The big case for Apple (NASDAQ:AAPL) struggling over the next couple of years is the constant delay of new product releases. The iPhone has been around for well over a decade now and the tech giant needs to launch new products to re-invigorate growth. My investment thesis remains ultra Bearish on the stock priced for fast growth back at $165 while Apple struggles to launch the new AR/MR device.
AR/MR Device Delays
In the last couple of weeks alone, new Apple product plans have taken major steps backward. First, the new AR/MR headset launch has again been delayed by another 1 to 2 months. Second, Apple Glasses are now being delayed another couple of years, if not indefinitely.
A few weeks back, influential Apple analyst Ming-Chi Kuo suggested the tech giant wanted to delay the new AR/MR device for a more favorable economic environment. The analyst suggests up to a 2-month delay, moving the announcement back to late Q3’23, pushing the sales into FY24.
The headset has a long history of delays and the weak Meta (META) Quest Pro device hasn’t inspired confidence for the new Apple device. The Reality Pro device is predicted to cost between $2,000 and $3,000, not an ideal amount during a potential upcoming recession.
The same analyst is now predicting Apple Glasses won’t surface until 2026 or 2027. Ming-Chi Kuo suggests Apple is looking to adopt new metalens technology in other devices ultimately leading to the heads up display used for Apple Glasses.
The concerning aspect here is that Apple plans to use metalens covers in mass production for the Face ID system for the iPad Pro in 2024. The tech giant must successfully implement the technology in both the iPad and the iPhone products before moving on to the Apple Glasses, suggesting potential delays with the AR Glasses being 3rd inline for the new technology.
While AR Glasses are the holy grail of future products with the potential to replace smartphones, 9to5Mac predicts the device is too much of a moonshot project to expect a production date by 2026:
Apple Glasses are currently a moonshot project. Making them do all the things expected of them, in a device that has all-day battery life, which has a form factor similar to prescription eye-glasses, and is affordable enough to be a consumer product (even an Apple one), is a massively ambitious project. One that was always going to take many years: It was never likely to follow on in quick succession to the Apple Headset, gen 1 or gen 2.
At this point, Apple doesn’t appear to have much of a headset lineup with the AR/MR device primarily aimed at developers and other professional users. The company has no apparent clear path to an affordable consumer headset device anytime soon.

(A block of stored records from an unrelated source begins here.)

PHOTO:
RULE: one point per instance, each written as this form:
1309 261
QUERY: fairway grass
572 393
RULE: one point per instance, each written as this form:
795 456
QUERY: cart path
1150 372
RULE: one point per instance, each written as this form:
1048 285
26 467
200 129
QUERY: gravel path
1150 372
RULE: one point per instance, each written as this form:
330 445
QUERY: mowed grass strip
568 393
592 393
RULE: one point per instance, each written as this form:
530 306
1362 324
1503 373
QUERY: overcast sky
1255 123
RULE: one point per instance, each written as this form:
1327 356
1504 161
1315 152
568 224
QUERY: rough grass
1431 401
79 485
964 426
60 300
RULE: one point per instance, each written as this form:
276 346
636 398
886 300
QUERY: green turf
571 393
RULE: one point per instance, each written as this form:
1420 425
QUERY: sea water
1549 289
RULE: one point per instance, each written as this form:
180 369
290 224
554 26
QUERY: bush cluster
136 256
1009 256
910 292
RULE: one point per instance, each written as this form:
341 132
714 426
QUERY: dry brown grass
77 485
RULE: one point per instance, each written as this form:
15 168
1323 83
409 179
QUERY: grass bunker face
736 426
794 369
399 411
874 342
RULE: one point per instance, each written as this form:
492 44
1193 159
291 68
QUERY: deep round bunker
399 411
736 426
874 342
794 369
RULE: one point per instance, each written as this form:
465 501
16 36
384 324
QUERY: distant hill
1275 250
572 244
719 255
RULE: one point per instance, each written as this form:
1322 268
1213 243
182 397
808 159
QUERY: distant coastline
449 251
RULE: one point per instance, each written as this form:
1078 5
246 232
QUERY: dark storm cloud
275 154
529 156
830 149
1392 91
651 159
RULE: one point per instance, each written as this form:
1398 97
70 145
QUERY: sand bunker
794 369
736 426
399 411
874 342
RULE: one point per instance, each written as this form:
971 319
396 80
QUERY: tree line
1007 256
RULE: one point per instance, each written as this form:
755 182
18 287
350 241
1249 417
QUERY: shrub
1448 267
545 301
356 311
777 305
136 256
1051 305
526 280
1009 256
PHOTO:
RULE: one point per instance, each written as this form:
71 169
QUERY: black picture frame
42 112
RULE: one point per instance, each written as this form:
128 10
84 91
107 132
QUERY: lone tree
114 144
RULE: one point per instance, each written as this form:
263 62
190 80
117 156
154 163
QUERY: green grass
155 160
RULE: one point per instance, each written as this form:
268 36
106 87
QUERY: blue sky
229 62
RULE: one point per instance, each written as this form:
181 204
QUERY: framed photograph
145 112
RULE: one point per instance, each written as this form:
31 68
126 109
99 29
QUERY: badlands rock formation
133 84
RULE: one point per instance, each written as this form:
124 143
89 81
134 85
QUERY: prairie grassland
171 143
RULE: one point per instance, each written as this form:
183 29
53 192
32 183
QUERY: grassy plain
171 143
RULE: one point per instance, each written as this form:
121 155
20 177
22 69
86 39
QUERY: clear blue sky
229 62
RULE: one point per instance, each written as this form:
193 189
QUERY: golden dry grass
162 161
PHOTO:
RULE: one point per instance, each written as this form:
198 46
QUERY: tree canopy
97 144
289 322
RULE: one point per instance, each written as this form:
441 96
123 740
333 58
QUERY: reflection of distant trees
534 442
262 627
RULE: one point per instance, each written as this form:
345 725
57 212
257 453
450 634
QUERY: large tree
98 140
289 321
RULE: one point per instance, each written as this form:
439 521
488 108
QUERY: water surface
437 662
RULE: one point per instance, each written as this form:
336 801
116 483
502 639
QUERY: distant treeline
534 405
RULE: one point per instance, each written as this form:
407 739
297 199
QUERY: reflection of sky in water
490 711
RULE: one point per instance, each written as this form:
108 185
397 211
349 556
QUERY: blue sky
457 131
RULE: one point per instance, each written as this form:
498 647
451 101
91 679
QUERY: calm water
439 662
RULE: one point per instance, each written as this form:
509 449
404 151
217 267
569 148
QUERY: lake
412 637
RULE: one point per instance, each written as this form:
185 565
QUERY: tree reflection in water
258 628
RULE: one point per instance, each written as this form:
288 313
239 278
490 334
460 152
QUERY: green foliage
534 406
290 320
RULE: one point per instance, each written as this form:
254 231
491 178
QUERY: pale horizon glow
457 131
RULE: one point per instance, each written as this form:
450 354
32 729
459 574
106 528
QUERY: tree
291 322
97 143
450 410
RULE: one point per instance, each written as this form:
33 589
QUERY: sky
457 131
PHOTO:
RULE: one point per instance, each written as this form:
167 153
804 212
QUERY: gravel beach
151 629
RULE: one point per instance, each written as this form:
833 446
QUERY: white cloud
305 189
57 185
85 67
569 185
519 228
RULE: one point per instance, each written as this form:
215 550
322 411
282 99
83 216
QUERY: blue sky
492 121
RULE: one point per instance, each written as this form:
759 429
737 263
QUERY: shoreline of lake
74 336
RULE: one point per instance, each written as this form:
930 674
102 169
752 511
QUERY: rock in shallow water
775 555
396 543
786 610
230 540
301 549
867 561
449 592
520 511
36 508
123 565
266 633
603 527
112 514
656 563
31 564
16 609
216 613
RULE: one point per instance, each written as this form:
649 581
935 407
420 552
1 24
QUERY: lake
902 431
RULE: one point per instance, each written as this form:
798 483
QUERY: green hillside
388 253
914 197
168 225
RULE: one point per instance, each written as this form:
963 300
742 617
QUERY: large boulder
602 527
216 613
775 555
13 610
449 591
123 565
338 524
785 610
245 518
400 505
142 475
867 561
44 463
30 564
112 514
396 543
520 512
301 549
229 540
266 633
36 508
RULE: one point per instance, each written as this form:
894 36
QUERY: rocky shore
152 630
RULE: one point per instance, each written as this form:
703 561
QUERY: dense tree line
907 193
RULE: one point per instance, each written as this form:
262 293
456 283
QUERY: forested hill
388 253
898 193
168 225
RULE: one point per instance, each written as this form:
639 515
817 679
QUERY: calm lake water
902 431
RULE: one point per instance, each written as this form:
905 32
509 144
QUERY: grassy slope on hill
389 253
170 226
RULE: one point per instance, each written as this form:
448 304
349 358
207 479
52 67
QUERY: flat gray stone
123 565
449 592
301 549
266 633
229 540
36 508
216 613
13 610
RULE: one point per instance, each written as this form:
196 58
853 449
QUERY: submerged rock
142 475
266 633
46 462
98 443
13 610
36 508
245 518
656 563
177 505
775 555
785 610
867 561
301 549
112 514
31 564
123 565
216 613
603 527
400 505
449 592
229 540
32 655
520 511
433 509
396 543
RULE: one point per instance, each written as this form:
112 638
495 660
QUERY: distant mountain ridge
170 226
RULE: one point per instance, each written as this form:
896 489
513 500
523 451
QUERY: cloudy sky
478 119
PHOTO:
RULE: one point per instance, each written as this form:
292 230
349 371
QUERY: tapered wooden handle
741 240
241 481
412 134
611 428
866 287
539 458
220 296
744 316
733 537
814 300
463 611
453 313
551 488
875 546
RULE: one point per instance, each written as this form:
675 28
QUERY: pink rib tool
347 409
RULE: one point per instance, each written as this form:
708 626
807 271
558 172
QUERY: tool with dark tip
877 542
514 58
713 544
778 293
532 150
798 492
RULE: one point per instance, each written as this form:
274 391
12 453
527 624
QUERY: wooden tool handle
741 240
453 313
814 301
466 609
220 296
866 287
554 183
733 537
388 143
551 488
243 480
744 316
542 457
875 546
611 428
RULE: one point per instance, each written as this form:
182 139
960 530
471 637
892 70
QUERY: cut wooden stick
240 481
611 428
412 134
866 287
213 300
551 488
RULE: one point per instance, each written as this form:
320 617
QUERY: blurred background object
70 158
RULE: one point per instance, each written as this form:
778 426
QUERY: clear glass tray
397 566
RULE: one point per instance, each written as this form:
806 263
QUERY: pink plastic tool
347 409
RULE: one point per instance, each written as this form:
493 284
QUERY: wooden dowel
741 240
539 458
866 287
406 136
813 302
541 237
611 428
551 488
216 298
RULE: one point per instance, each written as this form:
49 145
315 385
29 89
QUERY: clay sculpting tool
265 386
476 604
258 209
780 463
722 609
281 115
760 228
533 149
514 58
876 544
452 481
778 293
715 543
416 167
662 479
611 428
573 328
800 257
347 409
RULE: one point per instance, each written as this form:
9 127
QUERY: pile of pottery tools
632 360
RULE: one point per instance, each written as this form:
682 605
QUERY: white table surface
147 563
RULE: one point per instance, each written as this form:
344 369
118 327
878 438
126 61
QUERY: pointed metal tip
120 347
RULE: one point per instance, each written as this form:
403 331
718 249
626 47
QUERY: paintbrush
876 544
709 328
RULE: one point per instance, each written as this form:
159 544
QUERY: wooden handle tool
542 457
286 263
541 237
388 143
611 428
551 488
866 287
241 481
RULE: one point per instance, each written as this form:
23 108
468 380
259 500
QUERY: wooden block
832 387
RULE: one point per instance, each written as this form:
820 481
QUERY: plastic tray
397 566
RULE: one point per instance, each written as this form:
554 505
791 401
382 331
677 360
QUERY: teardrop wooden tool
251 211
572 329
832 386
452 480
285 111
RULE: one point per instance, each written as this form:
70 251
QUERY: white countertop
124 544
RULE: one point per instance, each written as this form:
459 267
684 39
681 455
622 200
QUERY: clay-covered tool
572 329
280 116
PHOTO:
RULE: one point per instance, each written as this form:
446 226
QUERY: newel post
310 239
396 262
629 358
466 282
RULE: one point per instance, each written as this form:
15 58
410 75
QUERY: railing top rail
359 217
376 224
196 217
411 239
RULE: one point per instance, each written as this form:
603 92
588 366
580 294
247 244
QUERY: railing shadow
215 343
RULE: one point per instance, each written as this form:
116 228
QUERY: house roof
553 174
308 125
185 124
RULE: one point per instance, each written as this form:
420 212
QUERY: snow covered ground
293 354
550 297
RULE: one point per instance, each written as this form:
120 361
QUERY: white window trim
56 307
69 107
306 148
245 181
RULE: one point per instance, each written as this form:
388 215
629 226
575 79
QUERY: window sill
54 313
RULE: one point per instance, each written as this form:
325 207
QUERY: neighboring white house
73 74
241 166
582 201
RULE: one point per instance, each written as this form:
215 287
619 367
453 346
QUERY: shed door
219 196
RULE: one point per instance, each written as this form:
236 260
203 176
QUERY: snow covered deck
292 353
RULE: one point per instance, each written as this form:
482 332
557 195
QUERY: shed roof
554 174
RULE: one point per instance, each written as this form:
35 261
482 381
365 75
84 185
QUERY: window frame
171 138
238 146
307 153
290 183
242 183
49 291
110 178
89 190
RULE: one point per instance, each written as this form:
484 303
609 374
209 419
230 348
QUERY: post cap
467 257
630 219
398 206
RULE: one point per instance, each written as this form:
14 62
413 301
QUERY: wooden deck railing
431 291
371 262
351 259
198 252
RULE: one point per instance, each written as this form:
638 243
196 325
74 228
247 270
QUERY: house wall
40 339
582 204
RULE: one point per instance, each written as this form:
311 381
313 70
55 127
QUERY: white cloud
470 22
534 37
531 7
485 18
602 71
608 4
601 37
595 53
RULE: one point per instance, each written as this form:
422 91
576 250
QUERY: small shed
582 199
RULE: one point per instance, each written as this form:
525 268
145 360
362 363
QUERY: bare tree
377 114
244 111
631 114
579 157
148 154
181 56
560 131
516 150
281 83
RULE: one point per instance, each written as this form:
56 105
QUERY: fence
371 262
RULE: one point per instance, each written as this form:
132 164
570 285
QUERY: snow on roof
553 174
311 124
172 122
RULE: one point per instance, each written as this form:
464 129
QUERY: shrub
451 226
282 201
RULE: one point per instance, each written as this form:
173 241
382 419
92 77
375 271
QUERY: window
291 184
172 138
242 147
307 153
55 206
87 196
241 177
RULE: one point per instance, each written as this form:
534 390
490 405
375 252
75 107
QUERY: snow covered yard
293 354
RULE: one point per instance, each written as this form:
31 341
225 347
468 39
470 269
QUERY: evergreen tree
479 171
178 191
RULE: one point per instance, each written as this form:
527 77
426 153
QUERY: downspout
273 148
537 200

All of these delays come as Meta continues to roll out new products and appears to have a far more developed roadmap. The company has apparently already sold 20 million Quest devices and offers a strong roadmap unlike Apple as follows:
- 2023: Quest 3 – 2x thinner, twice as powerful
- 2023: Smart glasses – 2nd generation device
- 2024: Quest 4 – photorealistic, codec avatars
- 2025: Smart glasses – 3rd generation with a display and a neural interface
- 2027: AR glasses
The problem facing Apple is that Meta is unlike past competitors. The company has a market cap topping $570 billion, leaving prior competitors in the smartphone market like BlackBerry Limited (BB) as no comparison.
While Apple has a history of perfecting new products before release and quickly dominating the sector, Meta is a far more formidable competitor. The social media giant isn’t likely to give up a larger lead already being established as Apple flounders to even release a product.
Weak Visibility
Our view has long held that Apple needed to generate much stronger growth to warrant the current valuation. The tech giant needs successful new product launches to generate the growth warranting a stock trading at 28x FY23 EPS targets.
These AR device delays and the lack of a product roadmap similar to Meta reinforce the stock overvaluation. Analysts forecast Apple to watch EPS dip this year prior to a potential snapback in FY24.
Mac sales are already cratering, questioning the ability of Apple to even achieve the weak sales forecasts for a nearly 5% dip in the March quarter and 1% for FY23. According to IDC, Mac sales plunged 40.5% in the March quarter to only 4.1 million units while the tech giant actually underperformed the sector’s 29.0% dip.
Back in FQ2’22, Apple reported Mac sales of $10.4 billion. The tech giant could be looking at a $4 billion sales hit during the March quarter for the Mac alone.
The stock still trades at 23x FY25 EPS targets barely topping $7 while Apple currently trades at $165. The tech giant will generally struggle to reach 10% annual growth rates and the company has no new product releases to provide a big boost to an annual revenue stream set to top $415 billion next fiscal year.
Takeaway
The key investor takeaway is that Apple continues to lose visibility on the AR/VR devices expected to be the next new growth category. The stock is far too expensive here on the rally back to $165. Investors should use the recent strength to unload Apple at a premium valuation.